Tuesday, January 24, 2012

My Experience with Kinect as a 3d Scanner.

I've been playing around with the kinect trying to get it to work as a 3d scanner. So, far the results go from underwhelming to promising. The question is not whether the Kinect can work as an adequate 3d scanner for many uses, but rather the lack of software capable of doing it in a manner that doesn't require rigging the kinect or multiple tries, or stitching scans together. In other words the goal and the only goal I'm interested in is a scenario by which you simply pick up the scanner, adjust it in software for the area you want it to scan (bounding box), and then simply rotate it, or the object inside that box, and output a 3d mesh.
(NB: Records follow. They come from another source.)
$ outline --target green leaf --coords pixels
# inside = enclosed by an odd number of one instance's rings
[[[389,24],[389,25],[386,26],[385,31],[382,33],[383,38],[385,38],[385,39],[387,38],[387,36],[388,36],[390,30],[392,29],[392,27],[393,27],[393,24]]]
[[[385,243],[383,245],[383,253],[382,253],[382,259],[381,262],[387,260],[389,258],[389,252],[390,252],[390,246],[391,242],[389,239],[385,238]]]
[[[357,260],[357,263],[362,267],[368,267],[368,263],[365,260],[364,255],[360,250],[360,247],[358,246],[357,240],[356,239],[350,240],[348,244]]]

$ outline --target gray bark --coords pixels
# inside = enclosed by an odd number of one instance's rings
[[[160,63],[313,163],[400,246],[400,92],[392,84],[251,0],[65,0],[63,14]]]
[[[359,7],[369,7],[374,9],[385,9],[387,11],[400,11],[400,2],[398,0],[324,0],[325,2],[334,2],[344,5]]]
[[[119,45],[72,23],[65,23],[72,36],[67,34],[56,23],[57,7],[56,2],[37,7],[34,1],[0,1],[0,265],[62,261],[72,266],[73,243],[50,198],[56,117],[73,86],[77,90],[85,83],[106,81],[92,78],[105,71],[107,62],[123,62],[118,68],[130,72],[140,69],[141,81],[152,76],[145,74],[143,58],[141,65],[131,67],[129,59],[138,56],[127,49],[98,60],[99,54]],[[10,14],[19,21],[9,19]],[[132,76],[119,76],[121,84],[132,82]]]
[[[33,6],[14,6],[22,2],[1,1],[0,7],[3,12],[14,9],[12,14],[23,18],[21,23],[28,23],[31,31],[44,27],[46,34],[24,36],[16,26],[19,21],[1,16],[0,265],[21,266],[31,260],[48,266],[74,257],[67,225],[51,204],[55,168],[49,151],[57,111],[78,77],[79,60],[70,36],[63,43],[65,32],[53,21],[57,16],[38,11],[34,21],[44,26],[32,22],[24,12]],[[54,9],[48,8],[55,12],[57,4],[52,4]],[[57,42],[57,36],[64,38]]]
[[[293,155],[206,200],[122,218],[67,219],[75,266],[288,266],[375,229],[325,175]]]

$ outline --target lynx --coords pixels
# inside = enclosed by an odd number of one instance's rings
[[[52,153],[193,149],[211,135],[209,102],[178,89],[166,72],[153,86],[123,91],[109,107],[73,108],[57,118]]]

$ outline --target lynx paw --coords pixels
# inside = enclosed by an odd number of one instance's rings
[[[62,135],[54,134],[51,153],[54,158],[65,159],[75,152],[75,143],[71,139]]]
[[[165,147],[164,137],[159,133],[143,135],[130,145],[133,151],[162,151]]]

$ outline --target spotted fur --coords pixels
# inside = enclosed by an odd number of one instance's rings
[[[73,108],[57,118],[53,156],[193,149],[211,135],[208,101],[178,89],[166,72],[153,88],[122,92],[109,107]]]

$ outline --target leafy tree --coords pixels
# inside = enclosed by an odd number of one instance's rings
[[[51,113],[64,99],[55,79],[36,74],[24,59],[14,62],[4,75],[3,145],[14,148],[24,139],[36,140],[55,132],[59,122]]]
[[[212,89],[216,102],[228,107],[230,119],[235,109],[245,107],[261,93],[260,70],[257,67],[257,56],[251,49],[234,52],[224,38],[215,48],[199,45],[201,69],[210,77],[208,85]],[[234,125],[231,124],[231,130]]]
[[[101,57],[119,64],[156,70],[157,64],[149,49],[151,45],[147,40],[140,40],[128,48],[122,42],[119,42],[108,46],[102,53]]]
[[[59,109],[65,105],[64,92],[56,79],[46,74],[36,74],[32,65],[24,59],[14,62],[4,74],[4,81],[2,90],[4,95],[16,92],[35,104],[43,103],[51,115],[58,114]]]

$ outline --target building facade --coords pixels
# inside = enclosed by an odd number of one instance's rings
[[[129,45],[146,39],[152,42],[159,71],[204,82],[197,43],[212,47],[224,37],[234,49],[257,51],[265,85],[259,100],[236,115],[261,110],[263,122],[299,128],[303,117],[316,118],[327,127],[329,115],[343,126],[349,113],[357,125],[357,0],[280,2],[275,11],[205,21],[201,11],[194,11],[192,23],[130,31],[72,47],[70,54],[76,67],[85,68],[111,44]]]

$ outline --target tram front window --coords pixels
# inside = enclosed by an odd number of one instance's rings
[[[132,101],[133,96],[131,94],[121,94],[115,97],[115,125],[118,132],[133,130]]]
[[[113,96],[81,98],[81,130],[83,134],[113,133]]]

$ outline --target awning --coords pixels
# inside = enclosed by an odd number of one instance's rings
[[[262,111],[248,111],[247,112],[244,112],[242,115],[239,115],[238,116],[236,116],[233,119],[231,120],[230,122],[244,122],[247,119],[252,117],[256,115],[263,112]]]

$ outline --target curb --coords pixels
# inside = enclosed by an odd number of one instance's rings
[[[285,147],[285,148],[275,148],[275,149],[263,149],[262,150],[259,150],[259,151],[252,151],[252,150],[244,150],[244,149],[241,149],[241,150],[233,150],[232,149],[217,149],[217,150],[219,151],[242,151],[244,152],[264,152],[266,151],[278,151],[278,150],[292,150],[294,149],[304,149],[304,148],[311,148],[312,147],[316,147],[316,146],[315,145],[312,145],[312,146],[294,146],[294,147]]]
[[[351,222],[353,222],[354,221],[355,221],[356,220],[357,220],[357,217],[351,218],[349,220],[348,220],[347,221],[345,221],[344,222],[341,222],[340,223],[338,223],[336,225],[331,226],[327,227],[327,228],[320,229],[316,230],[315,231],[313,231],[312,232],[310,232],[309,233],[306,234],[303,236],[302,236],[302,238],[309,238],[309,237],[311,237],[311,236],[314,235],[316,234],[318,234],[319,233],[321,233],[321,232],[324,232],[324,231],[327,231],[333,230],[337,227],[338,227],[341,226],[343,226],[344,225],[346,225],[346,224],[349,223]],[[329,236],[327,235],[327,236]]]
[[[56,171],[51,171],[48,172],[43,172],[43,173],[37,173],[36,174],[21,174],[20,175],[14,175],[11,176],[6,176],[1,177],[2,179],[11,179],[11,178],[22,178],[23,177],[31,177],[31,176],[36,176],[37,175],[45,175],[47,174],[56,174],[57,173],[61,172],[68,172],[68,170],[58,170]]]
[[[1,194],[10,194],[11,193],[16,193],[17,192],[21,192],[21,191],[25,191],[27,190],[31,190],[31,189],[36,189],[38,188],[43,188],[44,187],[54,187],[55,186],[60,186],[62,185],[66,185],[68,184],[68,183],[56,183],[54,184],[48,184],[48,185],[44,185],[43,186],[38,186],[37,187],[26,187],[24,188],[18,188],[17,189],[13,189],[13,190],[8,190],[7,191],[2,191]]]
Currently no program is complete in that regard.
The best as far as probably ending in a final product that would fulfill most of that is the kinfu implementation based on cloudpoints.org reconstruction of the microsoft kinectfusion demonstration and paper. It does a pretty good job of keeping things aligned when you are free form scanning. All the others I've tried can not keep aligned as you move the kinect around, even if you move it at an agonizing slow rate. So, if you are trying to scan an object and only need the 3d data, then kinfu is for you. Right now I just have a version compiled by someone else, in that version there isn't any color data in the output. You can save it as a ply file or in there new pcd format, but right now, the only one I've used is the ply format, as none of the programs support their format.

There is currently no option to mesh or do anything to the point cloud in kinfu, so what I'm using is Mesh lab. Once it is in mesh lab you can turn it into a mesh, and from there I'm currently importing it into sketchup, because I'm new to all this and that is where I'm at in my level of knowledge. Blender just doesn't make sense to me yet, but that is a free program that is probably better suited.
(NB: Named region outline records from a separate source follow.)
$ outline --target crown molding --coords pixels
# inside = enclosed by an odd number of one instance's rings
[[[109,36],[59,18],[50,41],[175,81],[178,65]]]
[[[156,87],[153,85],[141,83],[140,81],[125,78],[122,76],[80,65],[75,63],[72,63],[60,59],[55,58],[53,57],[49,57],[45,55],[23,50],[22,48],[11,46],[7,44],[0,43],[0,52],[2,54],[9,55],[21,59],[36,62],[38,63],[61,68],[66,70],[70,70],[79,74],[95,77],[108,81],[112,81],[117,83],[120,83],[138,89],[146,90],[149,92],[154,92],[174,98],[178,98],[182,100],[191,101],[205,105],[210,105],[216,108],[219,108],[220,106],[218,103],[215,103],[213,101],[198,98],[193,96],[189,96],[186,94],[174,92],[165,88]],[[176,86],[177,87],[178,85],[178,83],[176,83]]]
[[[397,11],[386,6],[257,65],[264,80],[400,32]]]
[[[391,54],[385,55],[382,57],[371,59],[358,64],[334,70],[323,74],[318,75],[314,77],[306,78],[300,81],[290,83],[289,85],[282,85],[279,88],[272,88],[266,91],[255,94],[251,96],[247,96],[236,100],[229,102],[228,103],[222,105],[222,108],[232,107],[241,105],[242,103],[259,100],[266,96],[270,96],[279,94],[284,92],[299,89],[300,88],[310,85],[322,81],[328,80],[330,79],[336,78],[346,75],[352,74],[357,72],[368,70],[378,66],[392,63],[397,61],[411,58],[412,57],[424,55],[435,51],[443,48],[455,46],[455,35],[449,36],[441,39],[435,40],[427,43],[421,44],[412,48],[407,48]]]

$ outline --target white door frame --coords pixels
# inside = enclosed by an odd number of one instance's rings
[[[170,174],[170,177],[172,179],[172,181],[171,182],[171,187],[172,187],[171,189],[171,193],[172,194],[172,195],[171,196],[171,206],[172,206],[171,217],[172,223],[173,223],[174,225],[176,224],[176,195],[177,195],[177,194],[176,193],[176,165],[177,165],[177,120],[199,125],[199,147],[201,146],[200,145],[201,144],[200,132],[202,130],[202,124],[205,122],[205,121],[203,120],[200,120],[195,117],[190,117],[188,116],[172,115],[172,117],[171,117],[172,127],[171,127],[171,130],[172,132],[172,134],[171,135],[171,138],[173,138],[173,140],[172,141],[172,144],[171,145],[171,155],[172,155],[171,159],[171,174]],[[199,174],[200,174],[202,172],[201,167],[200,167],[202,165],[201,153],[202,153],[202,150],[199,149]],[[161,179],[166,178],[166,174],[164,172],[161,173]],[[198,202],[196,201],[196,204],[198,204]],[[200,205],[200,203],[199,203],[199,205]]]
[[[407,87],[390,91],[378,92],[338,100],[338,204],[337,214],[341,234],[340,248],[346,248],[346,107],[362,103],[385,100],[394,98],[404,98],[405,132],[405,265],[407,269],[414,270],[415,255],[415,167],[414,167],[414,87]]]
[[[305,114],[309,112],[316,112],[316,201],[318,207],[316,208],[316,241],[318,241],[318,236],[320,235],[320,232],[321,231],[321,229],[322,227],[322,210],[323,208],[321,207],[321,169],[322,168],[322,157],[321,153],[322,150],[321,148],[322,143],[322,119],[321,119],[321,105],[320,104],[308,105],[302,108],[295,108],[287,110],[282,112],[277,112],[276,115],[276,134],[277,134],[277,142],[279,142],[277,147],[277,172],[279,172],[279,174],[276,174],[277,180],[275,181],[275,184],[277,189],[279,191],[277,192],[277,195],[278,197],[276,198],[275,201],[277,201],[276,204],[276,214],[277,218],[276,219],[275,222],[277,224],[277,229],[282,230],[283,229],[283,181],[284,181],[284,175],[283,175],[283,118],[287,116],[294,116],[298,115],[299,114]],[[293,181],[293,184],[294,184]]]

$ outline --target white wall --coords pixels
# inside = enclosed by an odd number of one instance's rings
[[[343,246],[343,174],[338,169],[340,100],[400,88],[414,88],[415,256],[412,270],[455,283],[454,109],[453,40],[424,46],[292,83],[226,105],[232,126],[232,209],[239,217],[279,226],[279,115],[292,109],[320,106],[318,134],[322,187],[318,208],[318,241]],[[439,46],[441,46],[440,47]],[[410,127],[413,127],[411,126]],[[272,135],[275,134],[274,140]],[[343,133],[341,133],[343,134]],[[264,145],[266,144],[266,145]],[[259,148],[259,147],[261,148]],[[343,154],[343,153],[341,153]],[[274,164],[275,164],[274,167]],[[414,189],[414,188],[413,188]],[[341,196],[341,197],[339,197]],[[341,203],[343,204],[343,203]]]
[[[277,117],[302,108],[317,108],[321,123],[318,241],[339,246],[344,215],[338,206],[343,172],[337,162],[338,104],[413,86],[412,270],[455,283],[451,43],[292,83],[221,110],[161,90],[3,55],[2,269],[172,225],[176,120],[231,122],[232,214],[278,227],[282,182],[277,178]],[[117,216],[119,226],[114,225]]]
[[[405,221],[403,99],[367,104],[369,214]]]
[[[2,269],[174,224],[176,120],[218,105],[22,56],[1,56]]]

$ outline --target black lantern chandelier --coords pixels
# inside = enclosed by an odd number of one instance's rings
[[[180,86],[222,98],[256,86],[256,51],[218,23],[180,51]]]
Here is me using skanet to attempt to 3d model my desk, the frame to frame 3d modeling works well enough, however, it simply loses it, when you start to turn or ever jerk the kinect. In the end, the present implimentation is far far to sensitive and prone to errors in the 3d model to make it usable for me, in any use other than a simple straight on non moving scan.

You can see how slowly I'm trying to move, and there are still 3d anomalies being produced.



Here is Kinfu, it seems to track quite well overall, but the build I have doesn't show color data at all, and it only scans a smaller area. This is because supposedly it is all done on the GPU, and in order to use it at all you need an nvidia card, and the card has to have over 750megs of memory and cuda support, though all of that is really just determined by this build, and I haven't tried at all to change any options when loading it, so you may be able to pass some parameters. I don't know.